Naimittika-pralaya and the Theology of Kāla: Seven Suns, Saṃvartaka Fire, Flood, and Varāha Kalpa
क्षेत्रज्ञः प्रकृतिः कालो जगद्बीजमथामृतम् / माता पिता महादेवो मत्तो ह्यन्यन्न विद्यते
kṣetrajñaḥ prakṛtiḥ kālo jagadbījamathāmṛtam / mātā pitā mahādevo matto hyanyanna vidyate
我即是刹帝罗阇那(Kṣetrajña),知田者;我即是普拉克里蒂(Prakṛti)与时间(Kāla)。我是一切世界之种子,亦是甘露(Amṛta)不死。我是母,也是父;我是大自在天(Mahādeva)。离我之外,别无他物存在。

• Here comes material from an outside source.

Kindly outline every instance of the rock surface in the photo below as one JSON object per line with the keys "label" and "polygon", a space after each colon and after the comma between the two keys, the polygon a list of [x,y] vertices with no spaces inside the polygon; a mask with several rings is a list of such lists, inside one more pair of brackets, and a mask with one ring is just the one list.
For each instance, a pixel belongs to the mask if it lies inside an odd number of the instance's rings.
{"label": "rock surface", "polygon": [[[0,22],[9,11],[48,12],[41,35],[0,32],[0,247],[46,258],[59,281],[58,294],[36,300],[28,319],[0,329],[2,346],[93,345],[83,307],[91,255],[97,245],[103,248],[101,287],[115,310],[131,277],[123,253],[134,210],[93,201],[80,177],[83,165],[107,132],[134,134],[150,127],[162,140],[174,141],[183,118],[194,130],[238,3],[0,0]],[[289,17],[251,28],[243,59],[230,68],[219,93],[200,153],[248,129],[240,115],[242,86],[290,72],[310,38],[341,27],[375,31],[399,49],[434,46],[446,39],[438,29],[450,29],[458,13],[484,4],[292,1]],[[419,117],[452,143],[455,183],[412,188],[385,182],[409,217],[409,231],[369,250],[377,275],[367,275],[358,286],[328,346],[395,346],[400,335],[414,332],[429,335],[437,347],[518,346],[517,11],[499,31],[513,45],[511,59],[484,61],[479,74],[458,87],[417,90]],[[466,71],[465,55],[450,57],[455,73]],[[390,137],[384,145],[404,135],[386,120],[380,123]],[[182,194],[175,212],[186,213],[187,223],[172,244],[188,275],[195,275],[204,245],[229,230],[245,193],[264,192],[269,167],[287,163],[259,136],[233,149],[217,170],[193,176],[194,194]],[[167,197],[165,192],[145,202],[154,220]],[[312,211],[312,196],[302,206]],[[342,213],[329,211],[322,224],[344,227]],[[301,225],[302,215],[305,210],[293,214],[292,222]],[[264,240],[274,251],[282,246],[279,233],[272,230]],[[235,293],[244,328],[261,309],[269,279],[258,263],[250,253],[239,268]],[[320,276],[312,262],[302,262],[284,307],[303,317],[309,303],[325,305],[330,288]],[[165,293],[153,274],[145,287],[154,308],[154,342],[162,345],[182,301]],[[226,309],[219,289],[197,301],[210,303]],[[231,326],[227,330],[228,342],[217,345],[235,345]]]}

Lord Kurma (Vishnu) speaking in the Ishvara-Gita voice of the Supreme Ishvara
Primary Rasa: adbhuta
Secondary Rasa: shanta
It identifies the Supreme as the kṣetrajña (inner witness-consciousness) and simultaneously as the cosmic principles (Prakṛti and Time), concluding with a non-dual claim: there is no reality apart from that one Ishvara.
The verse supports Ishvara-centric meditation: contemplating the Lord as the inner knower (kṣetrajña) and as the regulator of nature and time. This aligns with Pāśupata-oriented devotion and absorption where the yogin dissolves duality by fixing awareness on the single Supreme source.
By declaring “I am Mahādeva,” the speaker (Kurma/Vishnu as Ishvara) presents Śiva-tattva and Viṣṇu-tattva as one Supreme reality, a hallmark of the Kurma Purana’s Shaiva–Vaishnava synthesis.